Left: Time channels of features are collected in a time window providing the input for user state estimation, in this case 13 geometric features and the eye blink frequency in a time window of 0.6 s. Right: Output of linear classification (leave-one-out cross-validation) for six (anonymized) subjects in Baseline (dark) and Challenge (bright) periods and the ground truth defined by the screenplay of the experiment. Subject ID-related accuracies: E35: 61%, E41: 85%, E51: 77%, E59: 33%, E61: 57%, E71: 80%

Figure 19.2 (right) shows the classification results over time for six selected subjects together with the screenplay-defined ground truth values. The recognition accuracy ranges from 33 to 80% for the individual subjects. Depending on such factors as age, biological gender and individual temper, but also on how the subject is used to communicate with a technical system, the facial expressiveness obviously varies a lot by the individual subject. This also holds for the ability of a classifier to detect a user state out of just facial features. Additionally, the unrestricted setting in this scenario does not ensure that the subject is really in the desired affective state (ground truth). Nevertheless, Fig. 19.2 (right) shows that the affective state recognition is capable of distinguishing the given user states to some extent even without creating ensembles of individuals.

An overall classification accuracy of 66% has been calculated in this example, which is quite vague on its own, but may be considered as a typical value for non-acted experimental data. A combination with other modalities is therefore one way to aim for higher confidence in the detected user state.

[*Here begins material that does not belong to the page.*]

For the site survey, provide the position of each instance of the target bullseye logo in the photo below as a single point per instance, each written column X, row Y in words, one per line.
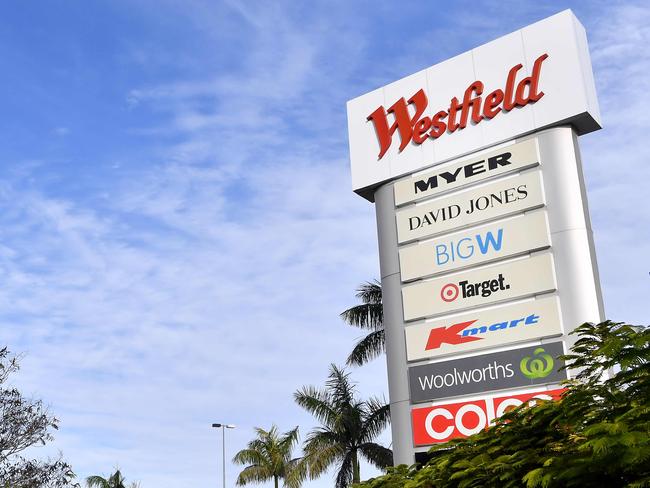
column 449, row 292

19.4.2 Temporal Multimodal Fusion Architectures

In the multimodal recognition of affective user states in real-world scenarios, decisions from multiple sources have to be combined. These sources can become inoperative, e.g. due to sensor malfunctions or a missing signal. This issue can be addressed by making use of the temporal process of classifier decisions. Two approaches, namely the Markov fusion network (MFN) and the Kalman filter for classifier fusion, can be applied to perform temporal multimodal fusion.

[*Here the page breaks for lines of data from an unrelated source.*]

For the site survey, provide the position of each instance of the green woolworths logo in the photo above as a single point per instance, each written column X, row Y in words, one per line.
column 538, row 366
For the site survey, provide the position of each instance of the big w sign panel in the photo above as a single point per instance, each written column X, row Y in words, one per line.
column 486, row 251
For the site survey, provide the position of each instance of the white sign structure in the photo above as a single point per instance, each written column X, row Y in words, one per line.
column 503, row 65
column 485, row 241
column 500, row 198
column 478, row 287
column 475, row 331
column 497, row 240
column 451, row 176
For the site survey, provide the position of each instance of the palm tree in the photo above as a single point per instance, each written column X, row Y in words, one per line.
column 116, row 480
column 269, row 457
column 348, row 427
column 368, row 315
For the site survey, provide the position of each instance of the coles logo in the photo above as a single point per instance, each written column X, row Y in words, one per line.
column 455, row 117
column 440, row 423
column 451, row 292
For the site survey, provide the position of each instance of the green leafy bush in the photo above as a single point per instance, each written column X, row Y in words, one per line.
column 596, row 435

19.4.2.1 Markov Fusion Networks

The MFN is a probabilistic model for multimodal and temporal fusion introduced in [14]. It is based on a Markov network defined over three potential functions.

A number of M × T probability distributions over I classes is provided as input to the MFN, where M denotes the number of classifiers generating decisions and T is the number of time steps. The classifiers provide a class distribution for each time step based on each modality. The class probability distribution m = 1, , M at time step \(t \in \mathscr{ L}_{m}\) is a vector x mt ∈ [0, 1]I summing up to 1. Since a classifier decision might be temporally missing, the set \(\mathscr{L}_{m}\) contains only the time steps in which class probability distributions of the classifier m are available. Assuming, without loss of generality, that the probability distributions are available for all time steps, the MFN integrates the classifier predictions X m ∈ [0, 1]I×T to a combined estimate Y ∈ [0, 1]I×T by making use of two main objectives. The first objective states that the combined estimated probability distributions will be similar to the provided class probability distributions. The second objective states that the estimated probability distributions are similar in the temporal proximity.

At first, the MFN defining function enforces the estimates to be similar to the observed class probability distributions. The second objective is implemented by temporally connecting the estimates in a Markov chain. The MFN reconstructs regions without classifier decisions by propagating information along the Markov chain.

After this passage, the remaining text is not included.